The Missing Map For Containers In Production
In this episode, I will be running you through a bit of a crash course, on the terminology and tooling involved in running a larger production container stack. This can be a complex topic, so here is a brain dump of how I make sense of it all (map included).
Introduction
What you are looking at, is a map that highlights the major functional categories that exist in most container stacks (highlighted in green here). These include things like, version control, continuous integration, orchestration, logging, monitoring, etc. Then, revolving around all these major category areas, are popular tools that enable these types of wanted functionality or workflows. For example, Github is extremely popular for Version Control, Jenkins for Continuous Integration, or Kubernetes for Container Orchestration, you get the idea.
But, why create this map like this? Well, I wanted to give you a big picture view of what a complex system looks like, because individually these tools can be incredibly confusing for the uninitiated, as they often have strange names, and in isolation, their functionality often times make no sense.
To make my point. Let me run a couple phrases by you, that you might hear if you are reading up about running containers, or maybe watching a talk at a conference.
Here goes:
- We are using Zipkin for Distributed Tracing
- Oh yeah, we are using Zookeeper for Service Discovery
- Istio is acting as our Service Mesh
Hopefully you are starting to see what I am talking about. If you do not have the mental map of how things are connected, this just does not make sense without context. This is why I created the map and act sort of a tour guide as we walk through it. But, this is different from, say a vendor specific reference architecture diagram, as we are looking at it from a higher-level. My goal is to help you get a more general sense of how things work vs a very specific use-case.
So, we are going to walk through, step-by-step, not only what the major functional categories of tooling are, but more importantly, why people are using them!
Three Example Use Cases
To understand this better, maybe let’s back up for a second, as I wanted to focus on what is driving companies to choose this type of production stack. This will hopefully give some context into why we are doing what we are doing here.
Here are three example companies.
First, a Small Business, that’s running a company website. For the sake of example, let’s say they are a car dealership, and they are hosting a fairly simple website with information about their business and car inventory. I guess we could say this is a very simple database driven web app. Probably using a Linux, Apache, MySQL, and PHP stack. Right now it is hosted on a cheap hosting provider.
Second, we have a Internet Startup. They are doing audio transcription. The idea is you can upload your audio files, they will process them, and return a text transcript. They are totally in the cloud, have lots of developers, and a small but powerful devops team. They are totally focused on staying alive as a company, keeping bills super low, and trying to out maneuver the competition.
Finally, we have a Mega Corp in the Media and Entertainment industry. They are not in the cloud, have their own data centers, and most of their developers and operations staff are contracted out. They have have tons of legacy application baggage, have acquired lots of company, and their infrastructure was sort of mashed together. It is a complete rats nest. They are paying hundreds of millions in ongoing software licensing fees each year.
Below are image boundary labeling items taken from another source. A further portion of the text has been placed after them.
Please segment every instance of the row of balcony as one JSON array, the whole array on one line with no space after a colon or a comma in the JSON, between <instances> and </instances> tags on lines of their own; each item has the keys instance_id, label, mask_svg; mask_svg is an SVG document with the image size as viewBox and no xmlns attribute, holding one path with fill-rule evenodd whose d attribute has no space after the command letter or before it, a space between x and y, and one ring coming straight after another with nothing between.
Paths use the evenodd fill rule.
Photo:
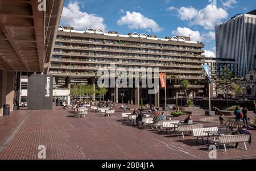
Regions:
<instances>
[{"instance_id":1,"label":"row of balcony","mask_svg":"<svg viewBox=\"0 0 256 171\"><path fill-rule=\"evenodd\" d=\"M129 68L128 67L122 67L122 69L125 69L125 71L128 71L129 70ZM154 68L152 67L152 69ZM110 66L90 66L88 65L80 65L80 66L61 66L61 65L58 66L51 66L50 69L76 69L76 70L105 70L108 69L110 70ZM119 69L121 69L119 68ZM142 68L131 68L130 69L133 69L135 72L141 72L142 71ZM159 68L159 72L165 72L168 73L193 73L197 74L203 74L204 72L202 70L191 70L191 69L164 69L164 68Z\"/></svg>"},{"instance_id":2,"label":"row of balcony","mask_svg":"<svg viewBox=\"0 0 256 171\"><path fill-rule=\"evenodd\" d=\"M155 63L155 62L129 62L127 61L107 61L107 60L98 60L98 61L78 61L78 60L69 60L68 61L67 60L54 60L52 59L52 61L57 61L57 63L60 64L59 65L61 65L61 66L65 66L65 65L64 64L63 64L63 62L67 63L67 62L69 62L69 64L71 63L75 63L75 64L114 64L117 65L138 65L138 66L159 66L159 67L175 67L175 68L197 68L200 69L201 68L201 66L199 65L191 65L191 64L183 64L183 65L177 65L177 64L174 64L172 62L170 63L166 63L166 64L161 64L161 63ZM51 64L52 66L52 64L54 63ZM71 64L69 65L69 66L71 65Z\"/></svg>"},{"instance_id":3,"label":"row of balcony","mask_svg":"<svg viewBox=\"0 0 256 171\"><path fill-rule=\"evenodd\" d=\"M88 51L94 51L94 52L111 52L111 53L122 53L122 52L127 52L126 53L131 53L131 54L144 54L144 55L176 55L176 56L191 56L193 57L203 57L203 56L200 56L197 54L194 54L193 53L181 53L181 52L146 52L146 51L130 51L130 50L125 50L123 51L122 49L101 49L101 48L81 48L80 51L77 51L79 49L78 49L77 48L73 47L64 47L64 46L56 46L55 47L55 52L59 51L60 52L63 52L63 53L84 53L85 51L84 49L88 49ZM58 50L59 49L59 50ZM68 49L69 51L59 51L59 49ZM71 50L75 50L76 51L71 51Z\"/></svg>"},{"instance_id":4,"label":"row of balcony","mask_svg":"<svg viewBox=\"0 0 256 171\"><path fill-rule=\"evenodd\" d=\"M103 40L101 41L100 40L97 39L97 41L92 41L92 40L89 40L86 39L69 39L69 38L56 38L56 41L59 42L68 42L68 43L78 43L78 44L95 44L95 45L108 45L110 46L118 46L118 47L134 47L138 48L139 47L145 47L145 48L151 48L154 49L171 49L174 50L181 50L181 51L202 51L200 48L196 48L196 47L183 47L183 46L176 46L176 45L159 45L159 44L154 44L152 45L152 44L150 45L146 44L144 43L136 43L136 42L118 42L116 41L115 42L108 42L108 41Z\"/></svg>"},{"instance_id":5,"label":"row of balcony","mask_svg":"<svg viewBox=\"0 0 256 171\"><path fill-rule=\"evenodd\" d=\"M73 71L69 71L69 70L53 70L53 69L50 69L49 70L49 74L51 75L54 76L85 76L88 77L96 77L99 76L97 76L97 73L96 72L84 72L84 71L78 71L78 70L73 70ZM110 77L118 77L118 76L122 76L122 74L110 74ZM142 77L147 78L148 76ZM188 80L205 80L205 77L202 76L194 76L194 75L185 75L185 74L180 74L177 76L179 79L181 80L184 80L184 79L188 79ZM129 78L138 78L138 75L129 75L128 77ZM141 77L141 76L140 76ZM154 78L154 75L150 76L150 77Z\"/></svg>"},{"instance_id":6,"label":"row of balcony","mask_svg":"<svg viewBox=\"0 0 256 171\"><path fill-rule=\"evenodd\" d=\"M63 53L59 53L53 52L54 54L59 54L60 56L56 56L53 55L52 57L52 59L53 60L78 60L78 61L85 61L86 59L84 58L84 56L80 56L80 57L82 57L81 58L74 58L70 57L69 56L72 56L72 57L76 56L76 55L73 55L73 54L71 55L69 55L67 54L67 55L64 55ZM92 55L89 54L86 55L86 56L89 57L89 58L91 58L91 61L95 61L95 58L108 58L108 59L129 59L129 60L151 60L151 61L168 61L168 62L189 62L189 63L196 63L196 64L203 64L203 62L196 59L191 59L189 58L184 58L184 57L146 57L146 56L117 56L117 55L96 55L93 56L93 57L91 57ZM89 59L88 59L89 60Z\"/></svg>"}]
</instances>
As you can see, we quickly escalated the complexity here. But, the chances are, that you will find yourself somewhere on this spectrum of companies. This is why giving advice about container adoption is so hard. The needs of the example car dealership vs the mega corp are massive different. Advice you give to one would be crazy for the other.
Should you adopt a stack like this at your company? Honestly, it really depends on your current and future situation. In the car dealership area here, it would be total overkill. Sure, if might be cool to learn about these tools, you are likely way better off using something like a hosted container PaaS, maybe Heroku, or AppEngine.
What about the medium sized internet startup? Well, I would wonder how they are doing things today without containers? Maybe they are using something with AWS, have a pretty good system worked out with instance groups, and auto scalers. You’d really have to look and see what the pros and cons are. Are they really want to save money, they might be able to drive utilization up using containers, and break things down to get the most performance. It is highly dependant on their current situation.
What about the Mega Corp here. Often times, you wonder what the heck these companies actually look like on the inside. Well, they sort of look maybe the startups infrastructure, but in their own data centers, using technology from 10 years ago. Okay, maybe not that bad, but close. Plus, there is maybe 100 times more applications of all types. In my opinion, this is where containers can really save tens of millions a year, through consolidation of infrastructure, and getting rid of extremely expensive maintenance contracts. But again, it sort of takes the will power to see a big change like this through.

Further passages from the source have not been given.